Créée à l’automne 2011 avec Mariusz Kwiecien dans le rôle-titre, diffusée samedi dernier dans les cinémas du monde entier, la production de Don Giovanni signée Michael Grandage avait déjà fait à l’époque l’objet d’une retransmission. A contre-courant de ce qui se fait généralement aujourd’hui, le metteur en scène britannique avait choisi de respecter les indications spatio-temporelles du livret en situant l’ouvrage en Espagne au XVIIIe siècle. Le décor unique est constitué d’une façade d’immeuble vétuste qui occupe tout le devant de la scène. Cette façade peut s’ouvrir en deux sur une cour intérieure circulaire qui devient selon les tableaux, la place de village où s’ébattent Zerline, Masetto et les paysans, l’intérieur du Palais de Don Giovanni ou un cimetière. Ce dispositif ingénieux permet des changements de décor à vue sans solution de continuité. La direction d’acteurs est sobre et efficace.
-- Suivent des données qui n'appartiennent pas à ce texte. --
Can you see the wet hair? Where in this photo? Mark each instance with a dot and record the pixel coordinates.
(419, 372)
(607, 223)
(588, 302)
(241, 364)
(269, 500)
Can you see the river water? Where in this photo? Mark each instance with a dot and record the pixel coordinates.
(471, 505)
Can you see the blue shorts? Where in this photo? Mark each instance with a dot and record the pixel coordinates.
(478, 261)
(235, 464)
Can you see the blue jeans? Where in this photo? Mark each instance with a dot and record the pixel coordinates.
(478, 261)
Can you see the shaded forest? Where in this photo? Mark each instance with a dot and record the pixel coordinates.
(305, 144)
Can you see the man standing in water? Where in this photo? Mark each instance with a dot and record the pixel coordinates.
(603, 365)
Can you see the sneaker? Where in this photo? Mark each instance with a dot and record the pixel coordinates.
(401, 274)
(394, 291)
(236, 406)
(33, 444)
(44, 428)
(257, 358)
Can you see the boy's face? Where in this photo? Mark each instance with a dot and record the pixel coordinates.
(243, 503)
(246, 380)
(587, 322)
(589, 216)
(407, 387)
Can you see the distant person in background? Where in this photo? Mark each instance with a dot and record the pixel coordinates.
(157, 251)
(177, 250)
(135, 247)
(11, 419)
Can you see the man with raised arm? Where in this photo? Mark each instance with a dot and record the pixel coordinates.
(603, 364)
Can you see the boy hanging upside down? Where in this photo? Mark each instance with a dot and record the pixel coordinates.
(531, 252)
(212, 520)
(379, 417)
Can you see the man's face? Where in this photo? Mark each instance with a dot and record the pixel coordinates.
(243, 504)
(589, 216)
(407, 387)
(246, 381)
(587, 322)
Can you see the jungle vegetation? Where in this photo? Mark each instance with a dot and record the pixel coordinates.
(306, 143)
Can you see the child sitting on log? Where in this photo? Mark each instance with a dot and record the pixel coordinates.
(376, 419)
Pour cette seconde diffusion, le Metropolitan Opera a réuni une équipe entièrement renouvelée qui brille tant par son niveau que par sa cohésion. Kwangchul Youn est un Commandeur au timbre caverneux, impressionnant lors de son apparition dans la scène finale. Matthew Rose campe un Masetto débonnaire à la voix solide et homogène, qualités qu’il partage avec Adam Plachetka, Leporello attachant, truculent et poltron à la fois. Mais la véritable surprise vient du Don Ottavio de Paul Appleby dont le timbre charmeur, le style accompli et le souffle inépuisable captent durablement l’attention. La reprise piano de « Dalla sua pace » est du meilleur goût et son second air, « Il mio tesoro », interprété avec une ardeur toute virile, débarrasse le personnage de sa fadeur habituelle. Ce jeune chanteur au physique avenant a tous les atouts pour devenir un ténor mozartien de premier plan.
Les femmes ne sont pas en reste, Serena Malfi est une Zerline malicieuse au timbre fruité, Malin Byström tire son épingle du jeu en utilisant les quelques duretés de son registre aigu à des fin dramatiques. Son Elvire éplorée et assoiffée de vengeance culmine dans un « Mi tradì » poignant qui la pousse aux limites de ses possibilités. Hibla Gerzmava possède une voix ample et pulpeuse aux aigus cristallins, aussi convaincante dans la véhémence de « Or sai chi l’onore » que dans la mélancolie de « Non mi dir ». On oubliera quelques notes piquées pas très jolies à la fin de ce dernier air pour ne retenir que son incarnation de grande classe.
Enfin remis de ses ennuis de santé, Simon Keenlyside revient sur la scène du Met dans un emploi qui convient idéalement à ses moyens vocaux. Son Don Giovanni hâbleur, manipulateur, séducteur impénitent, domine le plateau de bout en bout. La voix n’a rien perdu de son sex-appeal ni de sa projection pour autant que l’on puisse en juger à travers une retransmission au cinéma. Sa sérénade à la ligne impeccable, d’une séduction irrésistible, son air du Champagne ébouriffant, pris à un rythme d’enfer et sa scène finale spectaculaire montrent qu’il est toujours l’un des deux ou trois meilleurs interprètes actuels du rôle.
La direction précise et énergique de Fabio Luisi contribue à faire de cette représentation une soirée en tout point électrisante.